Opioid overdose deaths in women in the United States increased fivefold from 1999 to 2010. During the same time period, the risk of opioid pain reliever deaths in men increased 3.6 times, according to the July 2 Morbidity and Mortality Weekly Report.
Opioid overdose deaths in women in the United States increased fivefold from 1999 to 2010. During the same time period, the risk of opioid pain reliever (OPR) deaths in men increased 3.6 times, according to the July 2 Morbidity and Mortality Weekly Report.
In 2010, more than 15,000 women died from drug overdoses, a rate of 9.8 per 100,000 population. Of these women who died, 9,292 (85%) had taken one or more prescription drugs, and 6,631 (71.3%) had taken an OPR. In 1999, 5,591 women died following a drug overdose, and 1,287 had taken an OPR.
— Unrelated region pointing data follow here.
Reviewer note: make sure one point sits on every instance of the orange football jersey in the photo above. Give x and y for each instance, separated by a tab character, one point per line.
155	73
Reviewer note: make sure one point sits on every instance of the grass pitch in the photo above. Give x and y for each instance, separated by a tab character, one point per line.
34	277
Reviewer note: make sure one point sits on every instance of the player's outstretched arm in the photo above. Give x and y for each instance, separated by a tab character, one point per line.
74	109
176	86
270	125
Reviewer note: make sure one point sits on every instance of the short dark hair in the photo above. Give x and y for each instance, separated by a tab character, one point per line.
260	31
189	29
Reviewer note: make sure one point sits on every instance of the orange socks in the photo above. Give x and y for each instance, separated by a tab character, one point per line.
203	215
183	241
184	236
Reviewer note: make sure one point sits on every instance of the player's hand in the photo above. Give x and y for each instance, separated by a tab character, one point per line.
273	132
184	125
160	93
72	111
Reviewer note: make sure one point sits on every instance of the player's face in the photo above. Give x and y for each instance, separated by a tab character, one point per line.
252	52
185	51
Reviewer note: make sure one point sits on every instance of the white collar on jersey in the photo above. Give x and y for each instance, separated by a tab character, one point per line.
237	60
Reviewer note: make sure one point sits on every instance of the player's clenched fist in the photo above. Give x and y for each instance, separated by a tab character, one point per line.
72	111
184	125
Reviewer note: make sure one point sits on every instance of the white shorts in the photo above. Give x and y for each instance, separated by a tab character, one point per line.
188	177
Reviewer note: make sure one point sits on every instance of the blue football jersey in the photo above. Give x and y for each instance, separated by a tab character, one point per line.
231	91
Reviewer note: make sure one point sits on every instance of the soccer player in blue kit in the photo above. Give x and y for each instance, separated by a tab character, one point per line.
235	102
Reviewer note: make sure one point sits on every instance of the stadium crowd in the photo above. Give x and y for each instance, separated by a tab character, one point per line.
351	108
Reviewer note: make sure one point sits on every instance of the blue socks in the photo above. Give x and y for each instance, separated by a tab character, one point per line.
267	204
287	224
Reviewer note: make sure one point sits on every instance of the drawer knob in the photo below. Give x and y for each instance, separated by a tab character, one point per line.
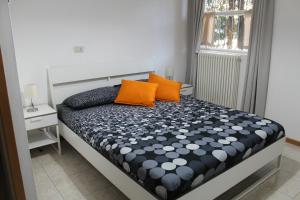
37	119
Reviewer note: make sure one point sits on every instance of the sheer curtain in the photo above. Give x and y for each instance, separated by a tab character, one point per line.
196	8
259	56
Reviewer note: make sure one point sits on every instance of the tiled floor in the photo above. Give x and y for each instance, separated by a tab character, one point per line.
71	177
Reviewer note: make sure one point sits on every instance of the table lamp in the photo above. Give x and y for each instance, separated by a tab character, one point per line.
30	91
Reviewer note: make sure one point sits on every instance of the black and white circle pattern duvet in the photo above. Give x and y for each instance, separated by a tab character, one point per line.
174	147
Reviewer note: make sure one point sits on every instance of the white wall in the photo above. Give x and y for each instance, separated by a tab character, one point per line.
149	32
283	103
10	70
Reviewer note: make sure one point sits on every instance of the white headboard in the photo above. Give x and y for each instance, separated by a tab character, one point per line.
64	81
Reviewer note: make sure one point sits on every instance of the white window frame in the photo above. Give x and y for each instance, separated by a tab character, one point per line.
225	13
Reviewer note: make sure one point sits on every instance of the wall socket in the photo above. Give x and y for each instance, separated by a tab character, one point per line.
78	49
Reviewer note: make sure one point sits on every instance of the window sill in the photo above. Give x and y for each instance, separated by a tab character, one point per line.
223	51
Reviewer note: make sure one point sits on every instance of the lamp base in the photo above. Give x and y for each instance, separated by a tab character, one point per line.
32	109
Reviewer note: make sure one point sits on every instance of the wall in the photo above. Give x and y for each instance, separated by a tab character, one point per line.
151	32
10	69
283	103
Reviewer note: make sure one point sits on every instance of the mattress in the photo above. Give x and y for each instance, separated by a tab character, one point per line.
175	147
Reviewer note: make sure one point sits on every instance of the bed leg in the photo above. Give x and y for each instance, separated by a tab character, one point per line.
261	180
279	161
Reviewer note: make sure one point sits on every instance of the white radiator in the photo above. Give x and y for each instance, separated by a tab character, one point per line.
219	78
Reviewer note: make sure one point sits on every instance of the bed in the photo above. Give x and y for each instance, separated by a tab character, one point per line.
187	150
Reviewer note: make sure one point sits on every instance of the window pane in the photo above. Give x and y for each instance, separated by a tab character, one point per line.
226	32
223	27
226	5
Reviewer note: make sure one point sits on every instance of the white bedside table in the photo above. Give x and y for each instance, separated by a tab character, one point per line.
186	89
42	127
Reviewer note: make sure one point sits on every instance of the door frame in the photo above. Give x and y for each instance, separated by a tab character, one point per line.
10	166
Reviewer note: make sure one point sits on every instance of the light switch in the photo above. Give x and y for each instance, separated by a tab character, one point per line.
78	49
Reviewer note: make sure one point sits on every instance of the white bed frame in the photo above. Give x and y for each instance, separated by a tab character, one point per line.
67	80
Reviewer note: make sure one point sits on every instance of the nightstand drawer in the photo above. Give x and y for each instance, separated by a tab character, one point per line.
41	122
186	91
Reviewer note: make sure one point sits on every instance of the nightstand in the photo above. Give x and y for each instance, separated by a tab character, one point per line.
186	89
42	127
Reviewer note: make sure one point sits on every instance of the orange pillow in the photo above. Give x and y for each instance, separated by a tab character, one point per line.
137	93
167	90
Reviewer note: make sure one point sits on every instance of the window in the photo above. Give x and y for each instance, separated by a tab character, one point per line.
226	24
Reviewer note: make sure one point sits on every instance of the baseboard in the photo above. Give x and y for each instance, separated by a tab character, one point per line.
293	141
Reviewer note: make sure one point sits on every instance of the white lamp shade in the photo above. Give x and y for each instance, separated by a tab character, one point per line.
30	90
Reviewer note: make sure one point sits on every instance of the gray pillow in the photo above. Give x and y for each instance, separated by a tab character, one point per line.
91	98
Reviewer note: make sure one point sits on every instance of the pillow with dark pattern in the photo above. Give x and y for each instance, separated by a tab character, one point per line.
92	98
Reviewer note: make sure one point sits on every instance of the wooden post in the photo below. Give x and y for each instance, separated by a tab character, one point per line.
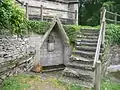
27	11
115	17
97	75
76	21
41	12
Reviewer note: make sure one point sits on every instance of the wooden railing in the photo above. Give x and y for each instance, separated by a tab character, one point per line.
97	63
101	41
42	17
101	36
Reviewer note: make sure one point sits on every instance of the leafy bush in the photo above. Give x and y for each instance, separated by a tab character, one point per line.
11	16
38	27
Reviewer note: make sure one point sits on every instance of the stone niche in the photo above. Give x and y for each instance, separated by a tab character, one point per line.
55	49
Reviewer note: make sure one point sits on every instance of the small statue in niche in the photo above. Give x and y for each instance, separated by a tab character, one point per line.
51	43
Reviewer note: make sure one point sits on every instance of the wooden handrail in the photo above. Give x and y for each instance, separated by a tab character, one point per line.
100	38
113	13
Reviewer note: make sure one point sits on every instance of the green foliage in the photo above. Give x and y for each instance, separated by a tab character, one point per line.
11	16
109	85
38	26
113	34
71	32
15	83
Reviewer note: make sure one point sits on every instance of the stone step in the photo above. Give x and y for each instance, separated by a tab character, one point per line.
77	82
84	54
79	71
87	40
89	29
81	60
54	69
80	66
86	48
80	74
86	44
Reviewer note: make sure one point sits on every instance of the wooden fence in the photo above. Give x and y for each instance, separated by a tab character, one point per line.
42	17
101	41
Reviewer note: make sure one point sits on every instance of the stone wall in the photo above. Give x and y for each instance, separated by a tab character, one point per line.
16	56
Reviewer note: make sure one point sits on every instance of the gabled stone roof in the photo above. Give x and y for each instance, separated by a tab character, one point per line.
61	30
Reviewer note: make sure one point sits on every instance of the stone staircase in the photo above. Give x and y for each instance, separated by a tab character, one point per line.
79	70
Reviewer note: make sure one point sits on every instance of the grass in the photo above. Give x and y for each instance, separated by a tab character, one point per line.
26	82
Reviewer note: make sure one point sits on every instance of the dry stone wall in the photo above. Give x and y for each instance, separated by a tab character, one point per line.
16	56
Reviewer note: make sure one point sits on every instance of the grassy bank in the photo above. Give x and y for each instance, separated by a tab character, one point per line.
28	82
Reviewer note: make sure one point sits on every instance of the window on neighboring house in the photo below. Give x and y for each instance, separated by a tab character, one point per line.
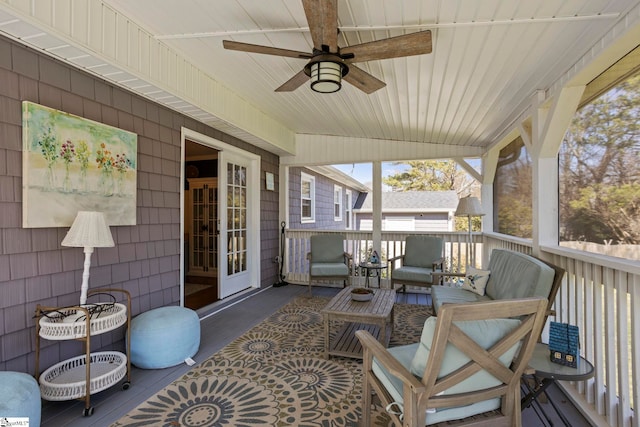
513	191
348	211
337	203
307	197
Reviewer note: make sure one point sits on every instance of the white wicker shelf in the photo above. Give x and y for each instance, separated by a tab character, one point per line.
67	380
74	378
70	323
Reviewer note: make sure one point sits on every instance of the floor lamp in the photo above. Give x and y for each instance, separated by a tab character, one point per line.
89	230
469	206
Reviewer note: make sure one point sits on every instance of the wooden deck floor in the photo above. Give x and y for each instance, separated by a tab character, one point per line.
220	324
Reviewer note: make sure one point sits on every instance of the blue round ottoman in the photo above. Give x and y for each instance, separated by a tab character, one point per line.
20	397
164	337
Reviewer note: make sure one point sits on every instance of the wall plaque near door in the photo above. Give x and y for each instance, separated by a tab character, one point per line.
269	179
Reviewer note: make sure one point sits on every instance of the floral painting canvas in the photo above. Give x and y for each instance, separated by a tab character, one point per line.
72	164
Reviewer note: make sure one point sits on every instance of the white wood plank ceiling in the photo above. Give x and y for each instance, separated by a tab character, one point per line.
489	58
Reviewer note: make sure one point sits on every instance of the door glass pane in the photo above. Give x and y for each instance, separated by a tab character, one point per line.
236	218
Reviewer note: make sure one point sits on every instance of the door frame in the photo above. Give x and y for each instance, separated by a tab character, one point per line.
253	200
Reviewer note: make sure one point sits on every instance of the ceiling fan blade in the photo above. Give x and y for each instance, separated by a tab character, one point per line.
407	45
322	17
294	82
267	50
363	80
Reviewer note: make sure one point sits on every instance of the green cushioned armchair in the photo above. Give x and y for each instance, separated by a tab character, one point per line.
469	361
422	257
328	259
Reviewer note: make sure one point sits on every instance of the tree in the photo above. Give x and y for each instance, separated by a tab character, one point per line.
600	169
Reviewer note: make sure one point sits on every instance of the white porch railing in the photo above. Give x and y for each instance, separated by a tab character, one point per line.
599	294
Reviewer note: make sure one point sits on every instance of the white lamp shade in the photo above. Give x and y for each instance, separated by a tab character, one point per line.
89	229
326	77
469	206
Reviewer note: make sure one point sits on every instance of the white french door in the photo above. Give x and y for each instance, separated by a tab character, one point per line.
237	228
237	220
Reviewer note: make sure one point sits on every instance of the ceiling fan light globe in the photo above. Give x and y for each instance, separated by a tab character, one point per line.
326	76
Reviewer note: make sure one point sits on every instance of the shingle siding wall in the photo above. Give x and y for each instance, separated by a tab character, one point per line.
324	202
35	269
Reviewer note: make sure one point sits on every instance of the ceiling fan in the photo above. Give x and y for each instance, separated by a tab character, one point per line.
328	63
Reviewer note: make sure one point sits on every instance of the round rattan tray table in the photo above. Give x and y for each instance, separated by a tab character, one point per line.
81	376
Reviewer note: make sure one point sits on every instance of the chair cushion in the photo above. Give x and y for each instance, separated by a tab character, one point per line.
413	274
422	251
444	294
484	332
517	275
475	280
404	354
327	248
329	269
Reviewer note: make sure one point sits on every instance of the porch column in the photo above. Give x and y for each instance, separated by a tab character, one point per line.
377	206
550	121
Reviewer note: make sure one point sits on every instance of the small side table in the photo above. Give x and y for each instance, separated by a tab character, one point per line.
371	270
548	372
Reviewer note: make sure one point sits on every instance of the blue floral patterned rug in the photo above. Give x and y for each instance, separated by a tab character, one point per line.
273	375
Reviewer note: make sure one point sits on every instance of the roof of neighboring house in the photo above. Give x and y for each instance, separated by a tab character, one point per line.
411	201
339	176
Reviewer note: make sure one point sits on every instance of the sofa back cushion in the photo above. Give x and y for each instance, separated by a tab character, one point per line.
484	332
517	275
422	251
“The percentage increase in number of OPR overdose deaths was 415% for women and 265% for men. The rate for OPR deaths (4.2 per 100,000 population) was four times the rate for cocaine and heroin deaths combined,” Karin A. Mack, PhD, and colleagues noted in the report.
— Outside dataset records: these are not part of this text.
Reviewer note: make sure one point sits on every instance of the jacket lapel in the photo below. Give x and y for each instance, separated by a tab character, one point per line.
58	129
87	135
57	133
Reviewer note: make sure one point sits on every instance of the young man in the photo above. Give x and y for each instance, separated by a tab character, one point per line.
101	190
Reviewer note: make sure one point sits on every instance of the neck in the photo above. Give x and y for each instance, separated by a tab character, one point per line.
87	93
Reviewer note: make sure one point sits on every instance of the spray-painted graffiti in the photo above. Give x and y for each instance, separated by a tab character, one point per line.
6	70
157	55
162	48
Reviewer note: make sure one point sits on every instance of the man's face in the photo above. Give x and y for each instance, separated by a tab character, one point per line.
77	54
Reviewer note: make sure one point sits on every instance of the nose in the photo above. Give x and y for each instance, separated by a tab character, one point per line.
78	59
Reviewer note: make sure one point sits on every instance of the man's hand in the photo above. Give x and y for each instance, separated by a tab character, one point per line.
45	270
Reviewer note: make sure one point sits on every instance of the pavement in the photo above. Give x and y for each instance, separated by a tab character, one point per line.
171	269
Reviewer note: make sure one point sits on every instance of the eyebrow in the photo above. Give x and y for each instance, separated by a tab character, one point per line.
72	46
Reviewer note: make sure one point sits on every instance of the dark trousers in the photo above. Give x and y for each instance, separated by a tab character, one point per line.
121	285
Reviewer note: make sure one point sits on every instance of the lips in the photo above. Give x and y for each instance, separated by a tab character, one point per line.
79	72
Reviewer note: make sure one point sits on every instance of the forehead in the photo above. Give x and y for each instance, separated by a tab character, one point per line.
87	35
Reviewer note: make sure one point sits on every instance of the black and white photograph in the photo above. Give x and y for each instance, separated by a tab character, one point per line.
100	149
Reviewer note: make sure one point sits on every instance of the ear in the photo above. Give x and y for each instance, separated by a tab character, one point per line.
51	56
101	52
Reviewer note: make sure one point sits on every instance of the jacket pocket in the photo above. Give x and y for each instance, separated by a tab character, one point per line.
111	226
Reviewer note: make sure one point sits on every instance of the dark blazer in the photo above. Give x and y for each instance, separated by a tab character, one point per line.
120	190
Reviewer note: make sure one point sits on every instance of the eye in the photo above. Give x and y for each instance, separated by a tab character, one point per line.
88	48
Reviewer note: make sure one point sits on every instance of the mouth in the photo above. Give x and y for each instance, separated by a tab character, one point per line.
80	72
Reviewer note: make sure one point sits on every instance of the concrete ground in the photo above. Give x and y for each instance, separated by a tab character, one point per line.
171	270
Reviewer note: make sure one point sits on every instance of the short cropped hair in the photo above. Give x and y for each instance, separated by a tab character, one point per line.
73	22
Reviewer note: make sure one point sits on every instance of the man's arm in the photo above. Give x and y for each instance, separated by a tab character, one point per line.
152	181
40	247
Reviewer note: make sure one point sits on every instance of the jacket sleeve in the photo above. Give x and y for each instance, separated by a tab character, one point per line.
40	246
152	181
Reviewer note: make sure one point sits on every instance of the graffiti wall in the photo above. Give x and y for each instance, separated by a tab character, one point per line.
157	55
However, men still had a higher drug overdose death rate than women, at a rate 1.55 times that of women, with 23,006 drug overdoses and 10,020 OPR overdose deaths in 2010, the report stated.
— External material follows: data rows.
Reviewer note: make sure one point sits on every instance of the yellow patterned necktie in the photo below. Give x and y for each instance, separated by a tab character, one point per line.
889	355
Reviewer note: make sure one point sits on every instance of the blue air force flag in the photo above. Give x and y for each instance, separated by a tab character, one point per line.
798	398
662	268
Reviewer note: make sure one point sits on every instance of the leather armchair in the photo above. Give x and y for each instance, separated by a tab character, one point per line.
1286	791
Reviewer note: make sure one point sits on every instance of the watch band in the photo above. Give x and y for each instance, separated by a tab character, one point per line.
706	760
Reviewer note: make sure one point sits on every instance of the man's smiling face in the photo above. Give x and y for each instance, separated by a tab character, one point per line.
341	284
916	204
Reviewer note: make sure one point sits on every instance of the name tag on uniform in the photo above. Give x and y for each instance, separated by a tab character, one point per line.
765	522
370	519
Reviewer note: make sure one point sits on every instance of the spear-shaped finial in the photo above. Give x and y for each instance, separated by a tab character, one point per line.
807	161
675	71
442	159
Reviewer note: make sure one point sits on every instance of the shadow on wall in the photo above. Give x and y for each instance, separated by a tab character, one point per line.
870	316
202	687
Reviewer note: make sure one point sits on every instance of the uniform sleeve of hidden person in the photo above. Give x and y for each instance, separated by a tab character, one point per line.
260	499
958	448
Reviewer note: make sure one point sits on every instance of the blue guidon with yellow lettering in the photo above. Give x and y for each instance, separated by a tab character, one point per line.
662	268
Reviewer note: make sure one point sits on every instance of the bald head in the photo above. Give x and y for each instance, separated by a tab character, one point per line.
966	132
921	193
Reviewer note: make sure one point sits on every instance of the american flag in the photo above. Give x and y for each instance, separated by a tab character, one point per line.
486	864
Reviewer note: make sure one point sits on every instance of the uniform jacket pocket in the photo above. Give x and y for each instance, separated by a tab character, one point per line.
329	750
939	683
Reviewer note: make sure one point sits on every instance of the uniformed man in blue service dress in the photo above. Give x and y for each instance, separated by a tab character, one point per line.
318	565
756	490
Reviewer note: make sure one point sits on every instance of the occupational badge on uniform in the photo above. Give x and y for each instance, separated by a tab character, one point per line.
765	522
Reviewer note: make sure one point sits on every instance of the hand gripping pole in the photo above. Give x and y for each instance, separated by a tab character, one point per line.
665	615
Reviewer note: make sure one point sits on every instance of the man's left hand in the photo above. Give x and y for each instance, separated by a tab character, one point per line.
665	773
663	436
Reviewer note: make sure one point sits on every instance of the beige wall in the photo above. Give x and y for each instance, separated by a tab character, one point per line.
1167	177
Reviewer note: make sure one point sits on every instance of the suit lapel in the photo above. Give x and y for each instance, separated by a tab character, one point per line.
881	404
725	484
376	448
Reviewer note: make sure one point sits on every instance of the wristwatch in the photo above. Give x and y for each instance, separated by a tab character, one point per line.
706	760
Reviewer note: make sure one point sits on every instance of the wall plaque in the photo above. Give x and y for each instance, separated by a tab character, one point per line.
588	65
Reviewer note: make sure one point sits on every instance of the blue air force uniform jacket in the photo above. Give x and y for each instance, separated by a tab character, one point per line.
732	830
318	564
From 2004-2010, emergency room visit rates and death rates associated with OPR climbed significantly for women. The emergency room visit rates doubled and the death rates increased 70% among women who had taken an OPR. Deaths and emergency room visits associated with cocaine among women declined during this time period.
The researchers noted that women aged 25 to 34 years had the highest rate of emergency room visits for drug overdoses in 2010.
“Abuse of OPR is a particular problem for women of childbearing age. Given the risk for neonatal abstinence syndrome as a result of OPR abuse during pregnancy, and the potential effects of OPR on an embryo during the first trimester, healthcare providers should include discussions of pregnancy plans within the context of treatment and monitoring of patients taking OPR for medical or nonmedical reasons,” Mack and colleagues said.
They also recommended that state prescription drug monitoring programs be checked before long-term prescribing of controlled substances.
“Overdose deaths and ED visits related to prescription drugs, especially OPR, continue to be unacceptably high, and targeted efforts are needed to reduce the number of deaths in this epidemic,” they concluded.